I used to live next to a little old man called Sid. He was a super star. Everything about him is lovely. So much so that I’d get a burning urge to give him a great big cuddle every time I saw him (which I had to fight so I didn’t get into trouble for cuddling old people against their will). Then we moved, and there are no old people on my new road, no one that wears a shirt, tie and hat on a Sunday.
That’s why I was over the moon today to meet Gladys. I had arranged to meet Carol from Jireh Women http://www.jirehwomen.org/ at a local Church where she was giving a talk to the Women’s Fellowship. Gladys is the secretary and from the minute she sat down to talk to me, it took me all my power to not cuddle her senseless.
When Gladys realised why I had turned up, she sat with me right up until Carol arrived, introducing me to all her friends as “Josy” (which isn’t my name) and telling them why I was there. Her friend Elsie took great delight in telling me that she had stored her wedding dress in a Kwik Save bag for 40 years and that she could still get into her dress on her 40th anniversary.
The reason for Elsie’s subject of conversation was because I was sat there with Gladys and a very large suitcase. In the suitcase was my wedding dress, and I was going to give it away.
In October’s issue of Marie Claire, I read the first editorial piece so far that genuinely moved me so much so that I had to act. The report is about a western lady who lives in Uganda, who organised a mass wedding to give the women and men in the camp hope. The dresses were donated by women in the U.K. and enabled a handful of women and men to move on from their past of unthinkable atrocities, and begin working towards a happy future.
Jireh Women is an organisation that is collecting wedding dresses to send over to Uganda for a new project. A wedding dress hire shop, the proceeds of which will go to Ugandan women to begin building their own business, enabling them a means to their own independent sustainability.
After reading the article I didn’t think twice. I love my dress, but it’s been hanging in my mum’s wardrobe for the last 2 years as a reminder that I’ve put on a stone since I got married. I can no longer get in it without spilling out of all the nooks and crannies and so my only reason for still having it was pure sentiment.
I’ve thought of a number of uses for it over time from selling it, to making teddies and blankest out of it for my first child. After reading the article however, I knew that this was the destiny of my dress and contacted Carol at Jireh Women to arrange getting it to her.

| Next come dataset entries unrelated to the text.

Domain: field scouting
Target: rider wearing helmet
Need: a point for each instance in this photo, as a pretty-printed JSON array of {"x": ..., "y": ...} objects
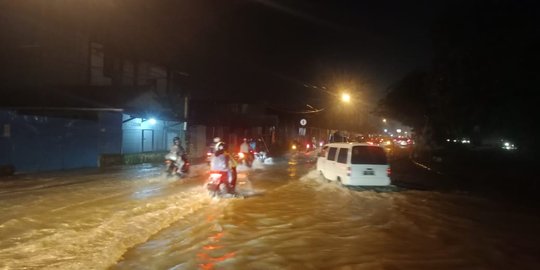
[
  {"x": 177, "y": 148},
  {"x": 223, "y": 162}
]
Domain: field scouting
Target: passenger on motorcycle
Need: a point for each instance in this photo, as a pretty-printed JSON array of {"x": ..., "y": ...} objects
[
  {"x": 224, "y": 163},
  {"x": 212, "y": 149},
  {"x": 179, "y": 152},
  {"x": 246, "y": 155}
]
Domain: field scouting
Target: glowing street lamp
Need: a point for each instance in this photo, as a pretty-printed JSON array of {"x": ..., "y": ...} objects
[{"x": 345, "y": 98}]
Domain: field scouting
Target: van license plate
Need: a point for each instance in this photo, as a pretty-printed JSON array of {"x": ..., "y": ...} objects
[{"x": 369, "y": 172}]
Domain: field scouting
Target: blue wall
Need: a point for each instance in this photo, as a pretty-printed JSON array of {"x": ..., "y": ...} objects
[{"x": 43, "y": 143}]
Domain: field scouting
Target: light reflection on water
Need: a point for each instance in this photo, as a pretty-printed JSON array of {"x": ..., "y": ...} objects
[
  {"x": 290, "y": 219},
  {"x": 313, "y": 224}
]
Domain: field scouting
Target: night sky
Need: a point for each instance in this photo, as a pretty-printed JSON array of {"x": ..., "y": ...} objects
[
  {"x": 265, "y": 50},
  {"x": 278, "y": 50}
]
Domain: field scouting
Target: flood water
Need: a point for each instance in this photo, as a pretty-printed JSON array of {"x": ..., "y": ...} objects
[{"x": 289, "y": 218}]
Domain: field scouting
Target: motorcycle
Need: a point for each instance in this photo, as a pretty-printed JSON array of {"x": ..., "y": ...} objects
[
  {"x": 175, "y": 166},
  {"x": 219, "y": 186}
]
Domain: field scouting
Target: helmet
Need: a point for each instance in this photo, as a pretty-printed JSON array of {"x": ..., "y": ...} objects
[{"x": 220, "y": 146}]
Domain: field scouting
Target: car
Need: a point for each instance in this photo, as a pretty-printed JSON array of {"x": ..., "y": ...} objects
[
  {"x": 403, "y": 142},
  {"x": 354, "y": 164}
]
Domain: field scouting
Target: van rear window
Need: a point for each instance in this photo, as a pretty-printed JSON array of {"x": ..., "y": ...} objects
[
  {"x": 368, "y": 155},
  {"x": 332, "y": 153},
  {"x": 342, "y": 156}
]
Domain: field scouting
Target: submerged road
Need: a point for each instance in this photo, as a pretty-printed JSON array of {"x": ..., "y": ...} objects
[{"x": 290, "y": 218}]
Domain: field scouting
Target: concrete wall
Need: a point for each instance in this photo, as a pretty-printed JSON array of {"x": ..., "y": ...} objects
[{"x": 42, "y": 143}]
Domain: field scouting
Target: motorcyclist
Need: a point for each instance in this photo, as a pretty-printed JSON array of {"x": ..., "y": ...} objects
[
  {"x": 179, "y": 152},
  {"x": 211, "y": 149},
  {"x": 245, "y": 149},
  {"x": 224, "y": 163}
]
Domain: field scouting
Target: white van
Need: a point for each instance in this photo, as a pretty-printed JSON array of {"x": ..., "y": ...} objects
[{"x": 354, "y": 164}]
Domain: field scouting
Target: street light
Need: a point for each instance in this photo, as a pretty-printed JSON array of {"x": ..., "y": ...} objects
[{"x": 345, "y": 98}]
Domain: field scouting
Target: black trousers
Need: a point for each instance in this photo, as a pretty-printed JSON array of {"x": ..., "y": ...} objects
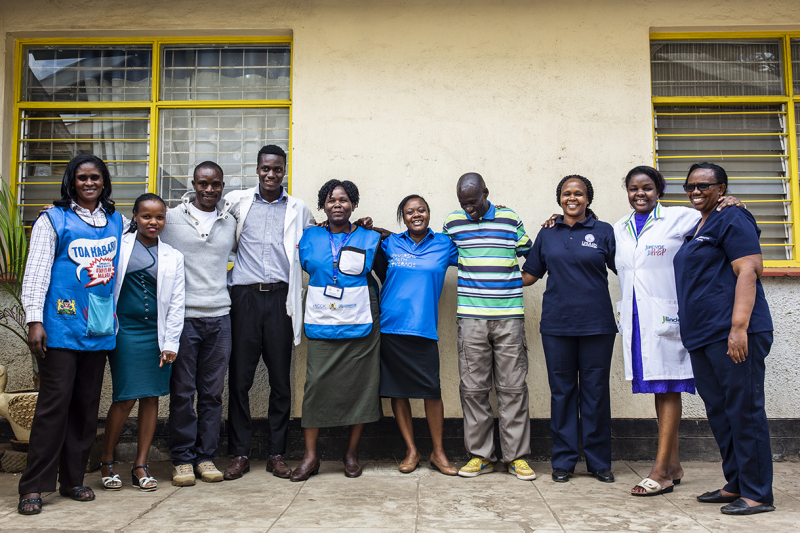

As luck would have it she is local, and even luckier still was in my area tonight. So I went over to the church she was speaking at after work and got more than I bargained for. Not only did I meat Carol and Pearl who were lovely, I also met Gladys and friends who I could have spent all evening with if I didn’t have other arrangements.
This is probably the most significant event to come out of my year long project so far. It was emotional giving away my wedding dress, I was sad to think I would never see or touch it again. But the thought of that dress working to contribute to future of the women I read about made it easy to hand it over.
I did consider replacing the dress in my suitcase with Gladys, but quickly reminded myself what was socially acceptable and lawful when it comes to the abduction of little old ladies, so returned empty handed and cuddled my cat once home instead.